Sports Comment

It did not take the regional cricketers long to dispel the belief that the team was beginning to show some improvement and that fans could expect a more competitive team under its new leader.
Nor did it take them long to debunk the myth that Ramnaresh Sarwan’s team was a different unit under Chris Gayle.

Judging from the results of the first test of the Digicel Home Series, it was, as Tony Cozier once wrote, “de ja vu all over again.” All the regional superstars needed to show that it was `same dance, different day’, was one test.

That they decided to take the historic first test match to show their true maroon colours simply means that West Indies cricket and its history mean little to these stars.

Frankly speaking, the team did show some positives during their last overseas sojourn in South Africa.

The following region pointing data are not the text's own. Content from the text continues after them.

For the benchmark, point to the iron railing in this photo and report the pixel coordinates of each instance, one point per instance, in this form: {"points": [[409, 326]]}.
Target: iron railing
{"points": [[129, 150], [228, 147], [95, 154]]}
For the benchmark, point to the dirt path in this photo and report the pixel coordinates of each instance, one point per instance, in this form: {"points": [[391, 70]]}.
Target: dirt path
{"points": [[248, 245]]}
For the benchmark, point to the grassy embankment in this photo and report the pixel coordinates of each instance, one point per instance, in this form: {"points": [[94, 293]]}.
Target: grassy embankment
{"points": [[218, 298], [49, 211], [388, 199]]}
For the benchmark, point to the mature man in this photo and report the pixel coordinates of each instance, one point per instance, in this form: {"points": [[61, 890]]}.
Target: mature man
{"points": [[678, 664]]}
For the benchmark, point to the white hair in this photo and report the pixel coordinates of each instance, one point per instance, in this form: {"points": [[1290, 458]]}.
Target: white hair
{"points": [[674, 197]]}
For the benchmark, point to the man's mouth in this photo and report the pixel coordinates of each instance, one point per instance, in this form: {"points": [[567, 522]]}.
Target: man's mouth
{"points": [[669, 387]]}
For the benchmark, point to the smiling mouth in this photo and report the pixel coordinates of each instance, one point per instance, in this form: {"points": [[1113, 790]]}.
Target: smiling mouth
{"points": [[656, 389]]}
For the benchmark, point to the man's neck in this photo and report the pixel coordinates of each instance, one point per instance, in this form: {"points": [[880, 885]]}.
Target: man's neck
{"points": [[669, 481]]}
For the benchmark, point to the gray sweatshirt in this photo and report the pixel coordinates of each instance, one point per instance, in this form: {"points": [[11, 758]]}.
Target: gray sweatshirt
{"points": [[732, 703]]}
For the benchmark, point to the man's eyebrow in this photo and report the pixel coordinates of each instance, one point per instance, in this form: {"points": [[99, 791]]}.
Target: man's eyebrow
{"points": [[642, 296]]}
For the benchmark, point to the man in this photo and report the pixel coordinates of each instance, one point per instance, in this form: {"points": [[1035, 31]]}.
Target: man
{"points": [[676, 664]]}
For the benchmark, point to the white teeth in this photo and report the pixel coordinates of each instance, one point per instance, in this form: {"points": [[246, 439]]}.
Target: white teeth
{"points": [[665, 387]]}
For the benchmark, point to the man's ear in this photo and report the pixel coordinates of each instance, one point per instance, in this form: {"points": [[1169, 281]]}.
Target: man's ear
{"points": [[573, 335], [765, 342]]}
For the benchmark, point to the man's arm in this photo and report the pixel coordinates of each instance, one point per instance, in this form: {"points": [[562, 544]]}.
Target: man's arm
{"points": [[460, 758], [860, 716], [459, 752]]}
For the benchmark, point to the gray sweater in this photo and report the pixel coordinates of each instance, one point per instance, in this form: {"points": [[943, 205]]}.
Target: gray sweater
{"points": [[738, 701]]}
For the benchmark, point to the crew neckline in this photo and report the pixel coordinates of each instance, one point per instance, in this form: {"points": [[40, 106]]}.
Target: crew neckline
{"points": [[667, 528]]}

The win in the first test, the first by a West Indies team in three tours to the African continent had fuelled expectations that Gayle, not Sarwan, was the right man for the job and that the team was apparently about to turn the corner.

The team’s subsequent defeats in the second and third test matches was put down to a combination of factors including injuries, which robbed the team from being at full strength after the first test. Now, however, it’s back to the sobering and unflattering reality that the team’s losses are set to continue and that they are not confined only to overseas tours but even at home, and that changing the captain was simply not the solution.

What exactly has brought about this present position?

Well, one of the reasons for the continual decline in the performance of the team has to do with the selectors.

Some of the players simply are not ready for international cricket and all one has to do is to look at their averages either in regional competitions or at the test and one-day levels to find that out.

Players who average 20s and 30s simply will not cut it and the selectors should stop the recycling experiment and try other options or other players.

Another reason is that playing for lucre has replaced playing for pride.

Players now would rather play for money than for their country despite their protestations to the contrary.

Still another reason is that the West Indies Cricket Board is not investing in those young players who should form the nucleus of the team in another few years.

Where are the `A’ team tours for those fringe West Indies players?

And a fourth reason is that players have no opportunity to work on problems which might be affecting their batting.

Even world record holder Brian Lara had turned to Sir Garfield Sobers whenever he was in a batting funk.
TURNING THINGS AROUND

Can this present crop of West Indies players turn things around, win the second test and square the series?

That remains to be seen. The West Indies selectors have named an unchanged team.

Whether that will translate into an unchanged performance remains to be seen.

One of the problems with this team is that they complain too much.

Greeted with an easy-paced wicket at Providence, instead of jumping for joy and feasting on the platter served up before them with runs galore, they complained.

No wonder they lost the test. Professional cricketers learn to adapt to whatever are the conditions. They do not complain but get on with the job.

On a batting wicket where two Sri Lanka batsmen scored test centuries, the West Indians failed to score even one.

Their best efforts were half centuries from Ramnaresh Sarwan (one in each innings) and Dwayne Bravo.

Certainly on a pitch which held no terrors for the batsmen and which did not seem to offer too much assistance to Muttiah Muralitharan, the West Indies batting could be described as lacking application.

That they contrived to get themselves dismissed on the last day when they should have been able to hold out for a draw suggests that the West Indies batsmen seem unconcerned about the record of defeats they are accumulating.

They enter the second test at the Queen’s Park Oval tomorrow knowing that only a victory can help them salvage the series. That’s the least they can try to do now.